Interview accordée par l'Ambassadeur LU Shaye à Mandarin TV au sujet du discours du Président Xi Jinping au Forum de Boao pour l'Asie

Source:amb-chine.fr 2022-04-27 | | Publié le:2022-05-06

Le 26 avril 2022, l’Ambassadeur de Chine en France Lu Shaye a accordé une interview à Mandarin TV sur le discours du Président Xi Jinping au Forum de Boao pour l’Asie, dont le contenu est le suivant :

Q : Les impacts du conflit entre la Russie et l’Ukraine touchent le monde entier et posent de nouveaux défis à notre monde loin de tranquillité. Le 21 avril, le Président chinois Xi Jinping a avancé l’Initiative pour la Sécurité mondiale dans son discours à la cérémonie d’ouverture de la Conférence annuelle 2022 du Forum de Boao pour l’Asie. Pourriez-vous nous en éclairer un peu ?
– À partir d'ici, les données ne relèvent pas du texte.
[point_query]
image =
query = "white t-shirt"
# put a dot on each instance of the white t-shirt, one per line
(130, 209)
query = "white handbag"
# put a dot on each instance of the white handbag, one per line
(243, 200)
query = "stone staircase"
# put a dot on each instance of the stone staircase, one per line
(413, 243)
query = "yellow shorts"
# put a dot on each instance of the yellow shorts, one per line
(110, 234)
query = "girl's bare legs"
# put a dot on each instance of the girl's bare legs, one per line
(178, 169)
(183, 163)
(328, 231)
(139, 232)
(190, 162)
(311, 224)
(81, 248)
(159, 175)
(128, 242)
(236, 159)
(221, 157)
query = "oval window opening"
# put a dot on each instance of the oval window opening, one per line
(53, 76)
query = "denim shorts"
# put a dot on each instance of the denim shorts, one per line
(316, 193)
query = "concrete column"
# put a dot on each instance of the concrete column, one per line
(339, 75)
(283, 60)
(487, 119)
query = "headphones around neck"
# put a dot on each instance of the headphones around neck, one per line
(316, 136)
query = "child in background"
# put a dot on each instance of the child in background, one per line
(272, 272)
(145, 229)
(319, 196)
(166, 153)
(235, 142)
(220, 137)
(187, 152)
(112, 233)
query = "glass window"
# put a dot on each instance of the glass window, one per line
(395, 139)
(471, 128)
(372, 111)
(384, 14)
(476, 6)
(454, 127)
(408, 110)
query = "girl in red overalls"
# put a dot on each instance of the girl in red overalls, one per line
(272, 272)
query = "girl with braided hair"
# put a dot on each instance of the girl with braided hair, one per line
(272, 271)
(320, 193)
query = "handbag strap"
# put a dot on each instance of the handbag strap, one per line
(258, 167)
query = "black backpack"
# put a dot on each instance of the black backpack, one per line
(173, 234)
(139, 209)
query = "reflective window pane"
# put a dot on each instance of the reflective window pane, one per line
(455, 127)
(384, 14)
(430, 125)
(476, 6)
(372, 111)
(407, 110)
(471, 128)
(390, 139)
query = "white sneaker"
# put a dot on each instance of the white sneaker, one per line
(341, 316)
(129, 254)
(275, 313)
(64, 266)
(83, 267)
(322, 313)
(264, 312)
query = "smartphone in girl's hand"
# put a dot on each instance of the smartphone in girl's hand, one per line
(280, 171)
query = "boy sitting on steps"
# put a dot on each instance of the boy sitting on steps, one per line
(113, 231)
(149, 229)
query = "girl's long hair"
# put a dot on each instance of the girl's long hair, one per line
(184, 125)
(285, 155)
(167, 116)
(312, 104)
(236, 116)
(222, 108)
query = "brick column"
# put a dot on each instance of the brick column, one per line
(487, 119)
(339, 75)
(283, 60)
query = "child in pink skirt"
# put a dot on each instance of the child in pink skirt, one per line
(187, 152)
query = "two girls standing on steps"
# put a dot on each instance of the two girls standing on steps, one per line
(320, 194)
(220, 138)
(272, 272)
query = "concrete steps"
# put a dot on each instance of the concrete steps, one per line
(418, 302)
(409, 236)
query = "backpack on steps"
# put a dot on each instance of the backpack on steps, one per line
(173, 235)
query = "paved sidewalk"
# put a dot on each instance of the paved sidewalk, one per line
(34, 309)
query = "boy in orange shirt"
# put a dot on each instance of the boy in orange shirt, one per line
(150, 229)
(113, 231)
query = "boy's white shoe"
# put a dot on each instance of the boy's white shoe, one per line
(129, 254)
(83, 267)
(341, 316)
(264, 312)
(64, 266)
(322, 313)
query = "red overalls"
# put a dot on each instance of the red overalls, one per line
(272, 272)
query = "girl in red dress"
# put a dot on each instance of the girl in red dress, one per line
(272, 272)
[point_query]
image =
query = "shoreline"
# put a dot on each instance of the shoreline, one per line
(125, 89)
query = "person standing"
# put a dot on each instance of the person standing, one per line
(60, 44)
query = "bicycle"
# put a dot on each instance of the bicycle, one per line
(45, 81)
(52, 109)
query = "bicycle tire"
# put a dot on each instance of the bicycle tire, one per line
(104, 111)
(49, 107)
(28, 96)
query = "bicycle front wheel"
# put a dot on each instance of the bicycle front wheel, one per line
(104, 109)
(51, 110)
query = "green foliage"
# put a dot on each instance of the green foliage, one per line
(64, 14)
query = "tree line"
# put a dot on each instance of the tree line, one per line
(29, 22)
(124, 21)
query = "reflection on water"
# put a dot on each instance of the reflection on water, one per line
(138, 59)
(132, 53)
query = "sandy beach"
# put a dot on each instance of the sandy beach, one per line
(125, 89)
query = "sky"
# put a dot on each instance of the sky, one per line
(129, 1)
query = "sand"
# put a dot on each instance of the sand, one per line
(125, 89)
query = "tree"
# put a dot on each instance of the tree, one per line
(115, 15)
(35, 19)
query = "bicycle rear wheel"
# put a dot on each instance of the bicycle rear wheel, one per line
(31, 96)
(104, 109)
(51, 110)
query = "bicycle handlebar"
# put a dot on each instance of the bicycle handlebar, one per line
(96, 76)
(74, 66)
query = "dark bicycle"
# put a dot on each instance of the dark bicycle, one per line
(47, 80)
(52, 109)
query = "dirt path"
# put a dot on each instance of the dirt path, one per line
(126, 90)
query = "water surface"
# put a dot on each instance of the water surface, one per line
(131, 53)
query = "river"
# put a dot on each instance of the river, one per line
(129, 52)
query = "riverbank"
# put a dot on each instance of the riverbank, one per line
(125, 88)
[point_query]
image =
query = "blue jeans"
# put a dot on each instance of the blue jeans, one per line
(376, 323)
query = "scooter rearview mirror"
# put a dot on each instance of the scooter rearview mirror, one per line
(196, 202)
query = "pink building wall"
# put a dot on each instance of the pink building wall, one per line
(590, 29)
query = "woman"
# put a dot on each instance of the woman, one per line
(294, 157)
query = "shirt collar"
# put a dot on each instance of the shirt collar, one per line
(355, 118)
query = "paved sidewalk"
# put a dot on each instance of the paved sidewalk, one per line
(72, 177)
R : Actuellement, le conflit russo-ukrainien perdure, les flammes de la guerre continuent de brûler sur le continent européen. La paix s’avère d’autant plus fragile et précieuse. C’est dans ce contexte que le Président Xi Jinping a avancé l’Initiative pour la Sécurité mondiale à la conférence annuelle 2022 du Forum de Boao pour l’Asie, pour fournir une solution dont on a besoin urgent. Cette Initiative comprend « six engagements », à savoir : s’engager à porter la vision de sécurité commune, intégrée, coopérative et durable ; s’engager à respecter la souveraineté et l’intégrité territoriale des différents pays ; s’engager à observer les buts et principes de la Charte des Nations Unies ; s’engager à prendre en compte les préoccupations sécuritaires légitimes de tous les pays ; s’engager à rechercher, par voie de dialogue et de concertations, des solutions pacifiques aux divergences et différends interétatiques ; et enfin, s’engager à adopter une approche globale pour préserver la sécurité traditionnelle et la sécurité non traditionnelle. Cette initiative importante non seulement incarne une grande vision globale, mais aussi comporte des solutions pragmatiques aux problèmes concrets. Elle vise à la fois à régler les problèmes de sécurité immédiats et à préserver fondamentalement la paix durable dans le monde. C’est une illustration vivante du concept de communauté d’avenir partagé pour l’humanité dans le domaine de la sécurité, qui donne le cap à suivre pour une solution politique de la crise ukrainienne.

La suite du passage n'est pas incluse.